AIO 2021 Q2: Art Class II
Kevin Zhu27 Aug, 2021
Contest Source: AIO 2021
In order to find the minimum area rectangle, we observe that the lowest upper edge we can get must be in line with the top-most hole. Similarly, the highest bottom edge must be the bottom-most hole, the left-most right edge must be on the right-most hole, and the right-most left edge must be on the left-most hole. Hence, this problem simply becomes a problem of finding the minimum and maximum \(x\) and \(y\) coordinates, and using them to construct the sides of the rectangle.
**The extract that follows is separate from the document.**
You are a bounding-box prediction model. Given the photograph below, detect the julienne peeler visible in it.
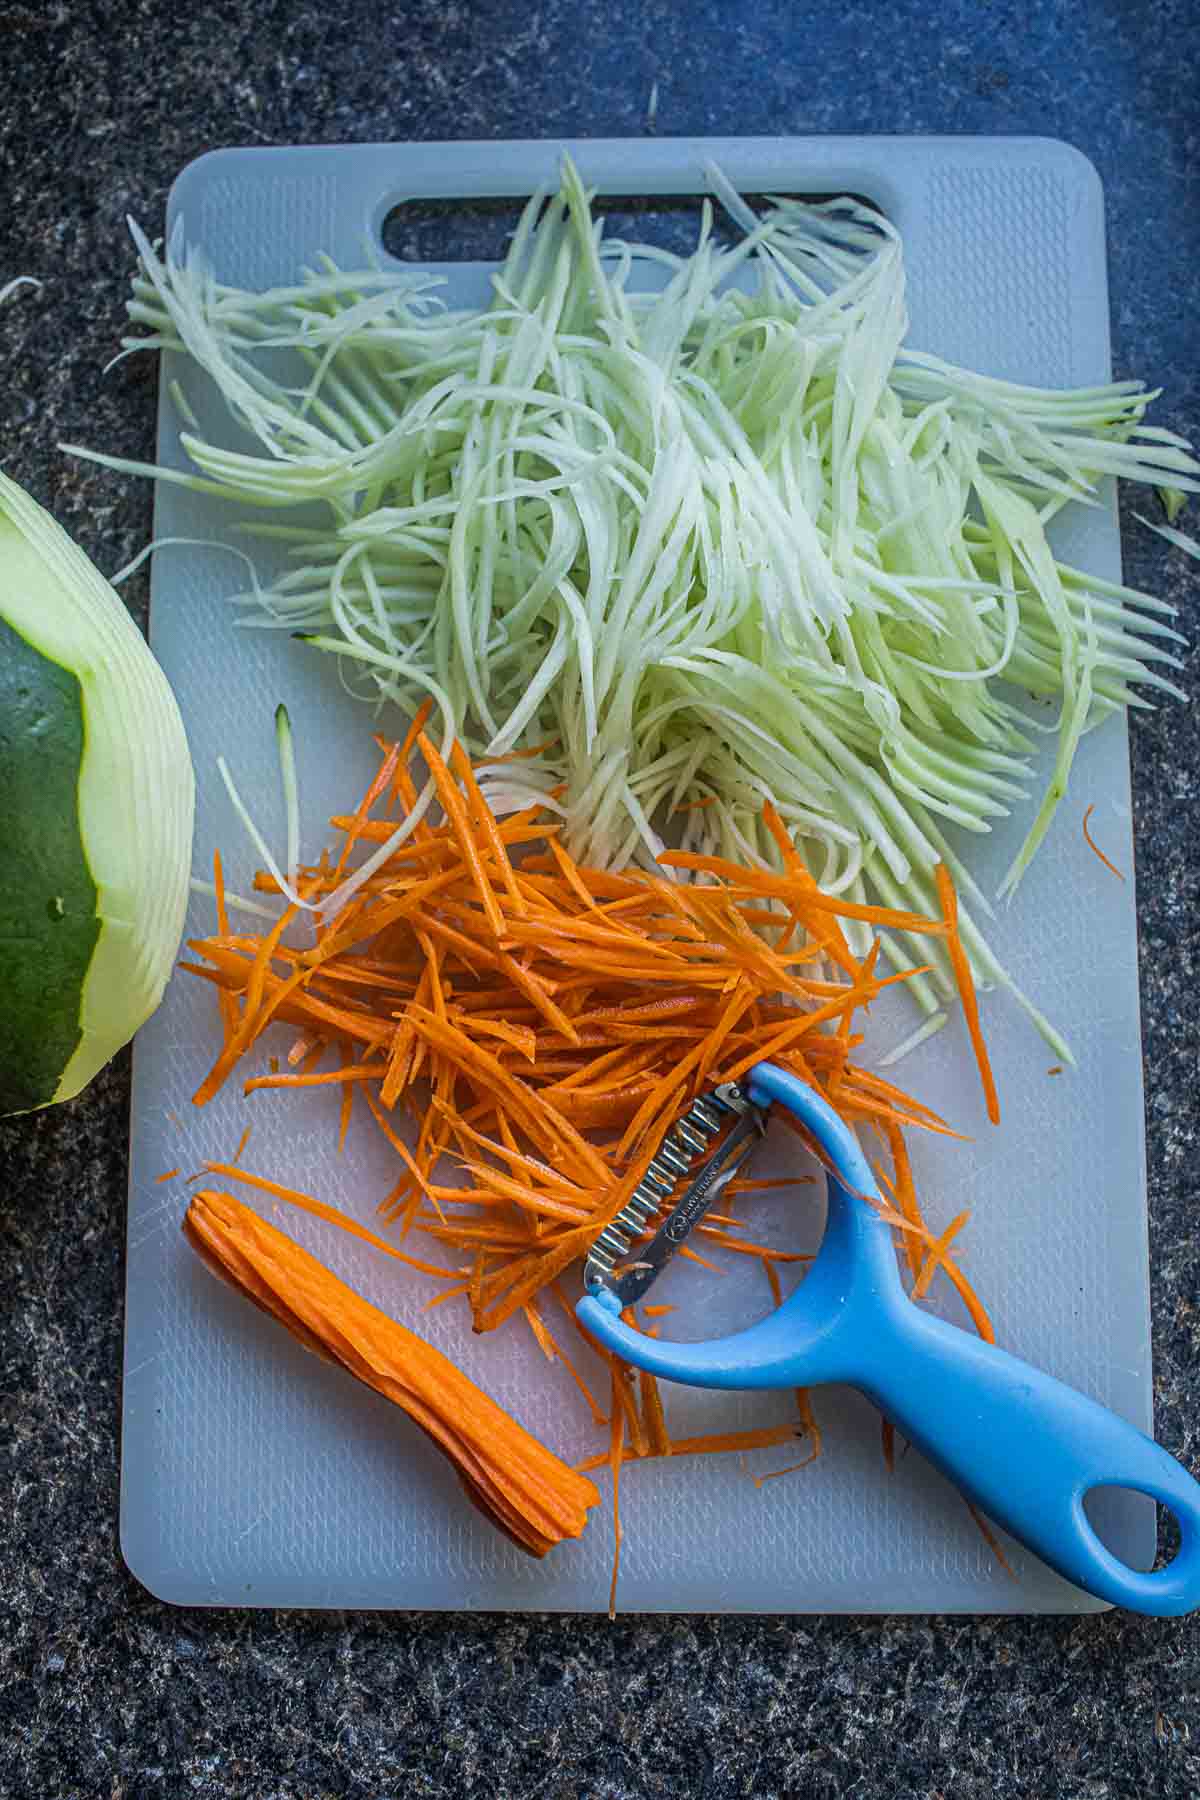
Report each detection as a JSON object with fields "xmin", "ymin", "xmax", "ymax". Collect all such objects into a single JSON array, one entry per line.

Afterwards, we can trivially calculate the area. The complexity is \(O(N)\)
#include <bits/stdc++.h>
using namespace std;
#define MAXN 100005
int main () {
freopen("artin.txt", "r", stdin);
freopen("artout.txt", "w", stdout);
int N;
cin >> N;
// the edges of our rectangle
int u = 0;
int d = INT_MAX;
int l = INT_MAX;
int r = 0;
// find the min and max of the x and y coordinates separately
for (int i = 0; i < N; i++) {
int x, y;
cin >> x >> y;
u = max(u, y);
d = min(d, y);
l = min(l, x);
r = max(r, x);
}
// u,d,l,r now define the four sides of our rectangle
// print out the area
int area = (r - l) * (u - d);
printf("%d\n", area);
}